Family Security Matters » Publications » Do I Live In America?
In Edward Bellamy’s novel Looking Backward, the principal character is mesmerized and put to sleep for decades. When he awakens, the world has changed; the socialist impulses of Bellamy and his technological predictions (quite accurate it turns out) are very much on display. Most noteworthy, individual aspirations have been converted into collective designs; wealth has spread and new forms of technology litter the landscape.
While I find myself disagreeing with much of Bellamy’s philosophical disposition, it strikes me the exercise of looking back is a useful one. Suppose, for example, I was mesmerized in 1965 and awakened in 2009. How might the nation appear to a pilgrim who has been asleep for more than four decades?
For one thing, I might ask if I live in America
. The civil rights legislation
of the 1960s was predicated on the idea that race and ethnicity should be neither a handicap nor an asset in public life. In 2009, by contrast Ms. Sonia Sotomayor, despite a lackluster record as a judge, is likely to be confirmed as a Supreme Court Justice because of her Hispanic background and her “empathetic” experience with the poor and downtrodden.
In the 1960s, it was clear despite growing cynicism, that the United States was founded on Judeo-Christian principles. Our founders recognized the nexus between biblical prescriptions and political institutions. By 2009, America has become a nation that has deracinated the Judeo-Christian tradition from public life. In fact, President Obama said, the United States is one of the largest Muslim nations in the world, even though roughly 3 million Muslims live in this nation of 320 million people.
In the 1960s, SDS and many anti-Vietnam supporters marched in candle light vigils to protest the war in Vietnam, but despite hardcore radicals, most Americans and certainly most legislators supported their country. By 2009, a substantial number of Americans want to see the U.S. lose a war in Iraq and be forced into an ignominious surrender in the Middle East.
In the 1960s, General Motors was the world’s largest car manufacturer and a company that stood as an example of the nation’s economic strength. In 2009, GM is in bankruptcy, more than 60 percent of the company is owned by the government, and half of its brands have been removed from the market. Moreover, the nation’s free market – described by Europeans pejoratively as Anglo-Saxon capitalism – has now been replaced by the command economy with Washington largely in control of the means of production. Eighty percent of American International Group is now owned by the Federal Government; 30 percent of Citicorp is in the same position; federal authorities imposed a merger on the Chrysler Corporation and, if President Obama has his way, health care representing 17 percent of the economy will be controlled by the federal government as well.

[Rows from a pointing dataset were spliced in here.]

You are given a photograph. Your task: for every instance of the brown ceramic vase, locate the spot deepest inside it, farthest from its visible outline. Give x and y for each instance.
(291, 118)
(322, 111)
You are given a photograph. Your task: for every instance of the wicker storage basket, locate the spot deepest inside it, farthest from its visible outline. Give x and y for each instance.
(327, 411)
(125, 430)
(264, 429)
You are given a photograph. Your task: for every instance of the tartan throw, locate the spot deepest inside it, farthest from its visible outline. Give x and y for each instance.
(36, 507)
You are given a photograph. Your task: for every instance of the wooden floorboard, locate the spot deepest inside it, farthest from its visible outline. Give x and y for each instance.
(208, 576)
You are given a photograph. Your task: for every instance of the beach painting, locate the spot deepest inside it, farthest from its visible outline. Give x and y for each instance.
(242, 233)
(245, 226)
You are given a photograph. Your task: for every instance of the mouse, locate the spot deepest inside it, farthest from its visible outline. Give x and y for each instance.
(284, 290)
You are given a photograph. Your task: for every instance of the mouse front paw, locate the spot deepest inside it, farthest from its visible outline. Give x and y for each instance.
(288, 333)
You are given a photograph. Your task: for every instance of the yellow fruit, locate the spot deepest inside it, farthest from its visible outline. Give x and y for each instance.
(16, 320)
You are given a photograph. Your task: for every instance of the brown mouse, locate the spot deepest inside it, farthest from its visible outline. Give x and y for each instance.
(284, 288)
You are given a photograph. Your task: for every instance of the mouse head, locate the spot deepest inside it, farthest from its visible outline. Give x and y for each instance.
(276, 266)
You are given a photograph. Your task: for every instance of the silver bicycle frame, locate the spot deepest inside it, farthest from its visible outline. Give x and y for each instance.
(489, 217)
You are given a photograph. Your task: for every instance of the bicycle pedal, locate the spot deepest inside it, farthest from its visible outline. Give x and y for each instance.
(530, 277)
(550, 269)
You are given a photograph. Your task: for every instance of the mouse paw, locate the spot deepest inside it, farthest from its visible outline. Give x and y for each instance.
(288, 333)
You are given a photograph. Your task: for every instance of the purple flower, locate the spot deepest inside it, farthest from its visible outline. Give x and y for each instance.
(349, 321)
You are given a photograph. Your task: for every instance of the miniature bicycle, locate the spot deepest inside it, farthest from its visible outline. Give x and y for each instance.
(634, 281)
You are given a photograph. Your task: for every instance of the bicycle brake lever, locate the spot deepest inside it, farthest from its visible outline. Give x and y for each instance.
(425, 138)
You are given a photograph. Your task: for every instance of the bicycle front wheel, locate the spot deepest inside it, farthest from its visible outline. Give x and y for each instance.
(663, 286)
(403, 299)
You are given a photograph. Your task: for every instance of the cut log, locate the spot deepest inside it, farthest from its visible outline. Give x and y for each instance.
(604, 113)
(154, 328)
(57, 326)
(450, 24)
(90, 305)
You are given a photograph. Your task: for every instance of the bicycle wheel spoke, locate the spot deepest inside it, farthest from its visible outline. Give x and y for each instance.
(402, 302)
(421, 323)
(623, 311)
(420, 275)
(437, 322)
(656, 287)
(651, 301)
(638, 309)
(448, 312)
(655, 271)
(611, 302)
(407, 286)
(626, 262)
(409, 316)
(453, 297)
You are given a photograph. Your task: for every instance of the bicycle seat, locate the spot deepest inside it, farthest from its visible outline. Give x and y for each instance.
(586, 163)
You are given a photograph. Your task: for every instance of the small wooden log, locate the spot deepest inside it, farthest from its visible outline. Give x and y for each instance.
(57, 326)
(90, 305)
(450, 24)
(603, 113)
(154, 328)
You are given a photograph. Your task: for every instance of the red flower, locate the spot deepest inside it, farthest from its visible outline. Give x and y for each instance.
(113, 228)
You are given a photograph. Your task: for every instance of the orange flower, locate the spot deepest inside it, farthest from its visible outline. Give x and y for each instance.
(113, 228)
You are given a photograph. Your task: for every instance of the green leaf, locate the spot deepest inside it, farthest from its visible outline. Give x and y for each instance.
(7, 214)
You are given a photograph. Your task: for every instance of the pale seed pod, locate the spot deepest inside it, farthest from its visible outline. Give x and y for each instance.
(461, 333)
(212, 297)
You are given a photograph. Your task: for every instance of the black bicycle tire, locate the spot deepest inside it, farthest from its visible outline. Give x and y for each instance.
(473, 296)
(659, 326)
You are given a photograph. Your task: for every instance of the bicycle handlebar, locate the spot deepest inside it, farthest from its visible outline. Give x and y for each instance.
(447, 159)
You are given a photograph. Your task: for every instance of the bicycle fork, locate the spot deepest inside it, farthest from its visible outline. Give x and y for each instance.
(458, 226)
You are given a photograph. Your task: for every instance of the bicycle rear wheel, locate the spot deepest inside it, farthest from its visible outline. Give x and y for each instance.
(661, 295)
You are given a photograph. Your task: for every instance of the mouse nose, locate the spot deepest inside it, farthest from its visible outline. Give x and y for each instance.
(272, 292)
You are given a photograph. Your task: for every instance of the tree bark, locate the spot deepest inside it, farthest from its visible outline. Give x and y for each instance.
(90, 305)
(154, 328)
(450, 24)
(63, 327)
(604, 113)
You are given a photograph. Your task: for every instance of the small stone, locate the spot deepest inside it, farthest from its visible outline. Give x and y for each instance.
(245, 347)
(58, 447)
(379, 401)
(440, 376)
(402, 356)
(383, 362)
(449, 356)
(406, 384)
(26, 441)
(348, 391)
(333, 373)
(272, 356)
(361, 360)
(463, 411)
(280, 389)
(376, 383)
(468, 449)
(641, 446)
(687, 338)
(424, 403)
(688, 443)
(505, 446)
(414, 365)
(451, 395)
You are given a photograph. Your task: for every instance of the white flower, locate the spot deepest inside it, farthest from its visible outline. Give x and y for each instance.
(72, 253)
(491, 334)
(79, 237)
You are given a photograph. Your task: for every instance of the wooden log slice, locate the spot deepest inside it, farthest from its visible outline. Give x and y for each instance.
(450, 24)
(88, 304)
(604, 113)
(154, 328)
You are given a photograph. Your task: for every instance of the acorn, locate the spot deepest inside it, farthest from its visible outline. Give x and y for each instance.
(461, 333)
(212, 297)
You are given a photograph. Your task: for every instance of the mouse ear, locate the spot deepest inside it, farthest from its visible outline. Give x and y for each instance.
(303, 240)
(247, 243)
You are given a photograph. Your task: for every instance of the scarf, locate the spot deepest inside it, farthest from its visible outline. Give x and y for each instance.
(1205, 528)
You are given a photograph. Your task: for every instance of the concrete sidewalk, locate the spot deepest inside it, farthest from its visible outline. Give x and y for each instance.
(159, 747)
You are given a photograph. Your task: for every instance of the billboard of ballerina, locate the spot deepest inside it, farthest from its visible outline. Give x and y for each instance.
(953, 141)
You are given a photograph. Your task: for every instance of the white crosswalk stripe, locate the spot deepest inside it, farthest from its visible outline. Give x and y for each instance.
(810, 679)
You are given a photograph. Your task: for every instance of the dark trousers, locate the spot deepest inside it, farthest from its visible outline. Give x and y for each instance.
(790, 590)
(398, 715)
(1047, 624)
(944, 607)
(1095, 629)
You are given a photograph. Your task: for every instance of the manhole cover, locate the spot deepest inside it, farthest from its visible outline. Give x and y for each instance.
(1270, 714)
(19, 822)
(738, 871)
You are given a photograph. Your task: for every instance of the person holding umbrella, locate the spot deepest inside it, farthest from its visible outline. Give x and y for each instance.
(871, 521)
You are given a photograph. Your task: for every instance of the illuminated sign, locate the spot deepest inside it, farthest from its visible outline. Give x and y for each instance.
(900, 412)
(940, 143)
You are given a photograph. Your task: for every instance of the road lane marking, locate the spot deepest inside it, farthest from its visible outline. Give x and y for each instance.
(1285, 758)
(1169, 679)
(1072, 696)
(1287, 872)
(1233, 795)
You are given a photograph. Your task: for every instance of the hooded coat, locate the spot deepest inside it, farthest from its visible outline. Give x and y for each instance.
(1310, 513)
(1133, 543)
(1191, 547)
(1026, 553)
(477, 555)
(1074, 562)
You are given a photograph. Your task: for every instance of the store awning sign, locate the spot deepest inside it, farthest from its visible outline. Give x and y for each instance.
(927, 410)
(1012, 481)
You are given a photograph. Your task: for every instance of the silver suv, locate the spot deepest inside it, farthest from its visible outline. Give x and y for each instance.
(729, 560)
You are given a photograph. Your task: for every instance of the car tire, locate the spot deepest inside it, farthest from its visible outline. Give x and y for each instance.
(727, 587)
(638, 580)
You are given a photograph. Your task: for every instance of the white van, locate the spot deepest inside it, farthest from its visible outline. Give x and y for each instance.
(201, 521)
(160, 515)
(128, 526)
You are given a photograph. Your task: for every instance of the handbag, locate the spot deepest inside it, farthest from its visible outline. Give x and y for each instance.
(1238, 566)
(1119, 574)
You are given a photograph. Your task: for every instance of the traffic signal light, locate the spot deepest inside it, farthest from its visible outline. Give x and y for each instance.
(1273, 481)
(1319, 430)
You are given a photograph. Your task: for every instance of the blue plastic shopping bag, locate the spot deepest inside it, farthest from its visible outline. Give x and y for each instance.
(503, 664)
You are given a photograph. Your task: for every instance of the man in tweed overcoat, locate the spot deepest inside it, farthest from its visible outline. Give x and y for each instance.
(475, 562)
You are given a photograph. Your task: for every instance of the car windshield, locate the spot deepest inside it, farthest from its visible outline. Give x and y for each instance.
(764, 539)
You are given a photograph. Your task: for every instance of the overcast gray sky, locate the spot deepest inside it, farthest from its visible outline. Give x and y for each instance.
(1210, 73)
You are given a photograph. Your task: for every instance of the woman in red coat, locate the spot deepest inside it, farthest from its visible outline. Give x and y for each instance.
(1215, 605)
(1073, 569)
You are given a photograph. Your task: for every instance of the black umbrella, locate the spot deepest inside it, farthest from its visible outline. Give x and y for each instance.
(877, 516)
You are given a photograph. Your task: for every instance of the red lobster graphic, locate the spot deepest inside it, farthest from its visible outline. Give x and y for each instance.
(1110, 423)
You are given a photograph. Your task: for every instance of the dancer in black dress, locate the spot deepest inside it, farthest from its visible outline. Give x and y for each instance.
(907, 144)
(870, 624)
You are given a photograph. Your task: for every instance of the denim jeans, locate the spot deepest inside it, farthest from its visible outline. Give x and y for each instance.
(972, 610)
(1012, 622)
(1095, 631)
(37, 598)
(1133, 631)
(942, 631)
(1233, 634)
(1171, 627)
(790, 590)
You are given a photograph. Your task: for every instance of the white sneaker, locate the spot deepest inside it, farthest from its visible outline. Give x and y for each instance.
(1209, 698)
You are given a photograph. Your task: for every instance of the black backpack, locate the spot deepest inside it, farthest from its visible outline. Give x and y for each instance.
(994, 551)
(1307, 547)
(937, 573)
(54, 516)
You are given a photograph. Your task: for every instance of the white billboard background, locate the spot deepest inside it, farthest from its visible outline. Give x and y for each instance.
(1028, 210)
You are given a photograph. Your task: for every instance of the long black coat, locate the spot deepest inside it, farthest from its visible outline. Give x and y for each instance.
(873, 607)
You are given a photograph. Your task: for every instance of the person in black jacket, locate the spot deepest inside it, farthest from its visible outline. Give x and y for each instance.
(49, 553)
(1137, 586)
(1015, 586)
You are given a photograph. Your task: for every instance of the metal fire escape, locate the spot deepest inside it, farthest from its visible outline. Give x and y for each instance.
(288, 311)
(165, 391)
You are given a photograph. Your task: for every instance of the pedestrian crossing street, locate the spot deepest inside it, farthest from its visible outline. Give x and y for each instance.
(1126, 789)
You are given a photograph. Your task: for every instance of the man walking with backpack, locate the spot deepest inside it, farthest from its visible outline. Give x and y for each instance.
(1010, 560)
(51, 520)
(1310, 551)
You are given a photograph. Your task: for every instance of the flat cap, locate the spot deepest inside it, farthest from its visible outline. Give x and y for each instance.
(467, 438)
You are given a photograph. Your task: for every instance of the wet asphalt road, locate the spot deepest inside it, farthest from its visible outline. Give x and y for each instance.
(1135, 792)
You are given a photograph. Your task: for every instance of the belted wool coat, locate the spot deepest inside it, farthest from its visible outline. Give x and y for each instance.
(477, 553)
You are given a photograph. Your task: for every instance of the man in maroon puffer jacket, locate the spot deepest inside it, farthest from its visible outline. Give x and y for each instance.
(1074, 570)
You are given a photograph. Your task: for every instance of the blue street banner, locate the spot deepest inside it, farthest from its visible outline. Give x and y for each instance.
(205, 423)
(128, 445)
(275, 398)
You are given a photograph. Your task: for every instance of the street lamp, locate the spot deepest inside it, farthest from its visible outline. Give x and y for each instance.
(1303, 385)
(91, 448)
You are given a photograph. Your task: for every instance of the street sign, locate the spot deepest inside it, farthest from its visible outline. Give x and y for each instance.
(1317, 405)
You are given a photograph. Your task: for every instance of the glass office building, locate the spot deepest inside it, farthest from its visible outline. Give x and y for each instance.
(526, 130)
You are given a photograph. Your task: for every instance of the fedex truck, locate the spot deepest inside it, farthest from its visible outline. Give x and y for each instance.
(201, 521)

In 1963, American students reached the apogee on SAT tests and international exams in science and math vis-à-vis foreign competitors. By 2009 the U.S. students scored near the bottom in these international tests, notwithstanding an enormous increase in educational spending in the last four decades.
There are days when I think it would be best if I could remain asleep in 1965. The nation was somewhat innocent, as was I. Socialism was a concept mocked here and abroad, even in the Soviet Union by home-grown intellectuals. The United States was a hegemon on the world stage, often criticized, but also recognized as a world power. It was inconceivable that any president, in the presence of world leaders, would apologize for the transgressions in American foreign policy.
Race was being subordinated as a concept for employment and college admission in the ‘60s, despite the Jim Crow legacy of the past. God was in his heaven and much was right in the world.
Now I question whether the America of 2009 is America at all. Is this merely an aberrational moment or are we headed down a new and, in my judgment, a dangerous direction, one inconsistent with our traditions and principles?
Perhaps someone will wake me from this disturbing dream and say, yes, America is well and still the land of the free. But I’ve come to learn that being mesmerized can be very discomforting.